Em 18 de junho de 1822, criou-se o júri, com competência restrita aos delitos de imprensa. O júri contava com um corpo de 24 juízes de fato, selecionados entre os homens bons, honrados e inteligentes que seriam nomeados pelo Corregedor e pelos Ouvidores do Crime, mediante requerimento do Procurador da Coroa e Fazenda, incumbido de funcionar como Promotor e fiscal de tais delitos.

Em um ambiente completamente conturbado e sob forte influência da Inglaterra, o júri nasce então no Brasil, adquirindo status constitucional logo na primeira Constituição Brasileira, a de 1824.

Em 20 de setembro de 1830, o júri tomou forma de uma organização mais específica, e logo em seguida, em 1832, o Código de Processo Criminal do Império promove considerável reforma em tal. O júri teve sua competência ampliada para o julgamento de todos os crimes, com penas superior a cem mil réis. Instituíram-se, nos moldes do júri inglês, dois conselhos de jurados, um composto por 24 jurados, denominado júri de acusação, e o outro composto de 12 jurados, conhecido como júri de sentença.

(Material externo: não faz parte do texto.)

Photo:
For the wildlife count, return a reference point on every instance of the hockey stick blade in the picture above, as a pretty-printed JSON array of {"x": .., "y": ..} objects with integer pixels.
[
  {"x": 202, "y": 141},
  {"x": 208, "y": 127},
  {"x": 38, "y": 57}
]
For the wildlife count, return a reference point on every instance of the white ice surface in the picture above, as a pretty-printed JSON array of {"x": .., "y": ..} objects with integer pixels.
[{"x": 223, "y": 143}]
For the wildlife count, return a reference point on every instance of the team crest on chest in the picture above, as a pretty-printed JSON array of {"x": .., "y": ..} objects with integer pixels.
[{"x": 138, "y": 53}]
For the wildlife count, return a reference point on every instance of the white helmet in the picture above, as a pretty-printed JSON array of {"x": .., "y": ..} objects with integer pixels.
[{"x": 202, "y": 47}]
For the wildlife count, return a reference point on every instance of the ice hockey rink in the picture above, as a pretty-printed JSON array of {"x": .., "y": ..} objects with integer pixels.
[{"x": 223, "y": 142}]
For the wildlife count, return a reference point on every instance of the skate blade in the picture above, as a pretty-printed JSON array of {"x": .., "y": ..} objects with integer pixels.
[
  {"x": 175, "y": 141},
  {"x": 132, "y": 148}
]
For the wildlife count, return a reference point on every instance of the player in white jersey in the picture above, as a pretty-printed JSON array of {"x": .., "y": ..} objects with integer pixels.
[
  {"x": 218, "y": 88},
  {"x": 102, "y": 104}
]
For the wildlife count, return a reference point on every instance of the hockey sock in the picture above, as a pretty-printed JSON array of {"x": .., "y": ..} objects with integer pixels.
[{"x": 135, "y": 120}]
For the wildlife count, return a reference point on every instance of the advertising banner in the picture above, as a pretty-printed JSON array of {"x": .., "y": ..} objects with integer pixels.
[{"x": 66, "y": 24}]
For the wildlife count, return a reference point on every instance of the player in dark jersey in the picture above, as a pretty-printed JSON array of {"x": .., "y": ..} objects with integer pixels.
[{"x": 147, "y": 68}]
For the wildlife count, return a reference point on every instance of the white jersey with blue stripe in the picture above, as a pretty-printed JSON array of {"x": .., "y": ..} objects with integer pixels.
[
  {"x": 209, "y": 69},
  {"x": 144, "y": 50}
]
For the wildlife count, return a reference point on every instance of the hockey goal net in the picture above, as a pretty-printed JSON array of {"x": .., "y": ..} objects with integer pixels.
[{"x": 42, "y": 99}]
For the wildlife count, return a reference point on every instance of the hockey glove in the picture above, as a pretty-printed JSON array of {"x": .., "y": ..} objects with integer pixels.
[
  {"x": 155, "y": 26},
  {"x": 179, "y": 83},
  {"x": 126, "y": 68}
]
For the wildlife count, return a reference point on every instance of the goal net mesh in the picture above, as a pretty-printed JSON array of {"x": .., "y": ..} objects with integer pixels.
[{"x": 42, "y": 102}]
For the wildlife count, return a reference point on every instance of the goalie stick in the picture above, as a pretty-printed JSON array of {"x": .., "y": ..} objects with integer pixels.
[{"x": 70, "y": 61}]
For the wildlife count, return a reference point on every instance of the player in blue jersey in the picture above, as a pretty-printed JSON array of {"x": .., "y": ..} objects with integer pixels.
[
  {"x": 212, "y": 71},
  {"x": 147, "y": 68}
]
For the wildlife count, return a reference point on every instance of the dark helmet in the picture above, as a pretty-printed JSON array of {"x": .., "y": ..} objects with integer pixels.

Em 1841, o júri de acusação foi extinto, permanecendo então, somente o júri de sentença. Somente com a Constituição Federal de 1946, que o júri passou a julgar crimes dolosos contra a vida, em modelo idêntico ao que é seguido até hoje. A CF/88 manteve o Júri como garantia fundamental, e tratou de torná-lo Clausula Pétrea. Nos termos da Constituição de 1888 e do Código de Processo Penal, o júri é composto de homens e mulheres, com idade mínima de 18 anos, com reputação ilibada, e tem como competência somente o julgamento dos crimes dolosos contra a vida, tentado ou consumado.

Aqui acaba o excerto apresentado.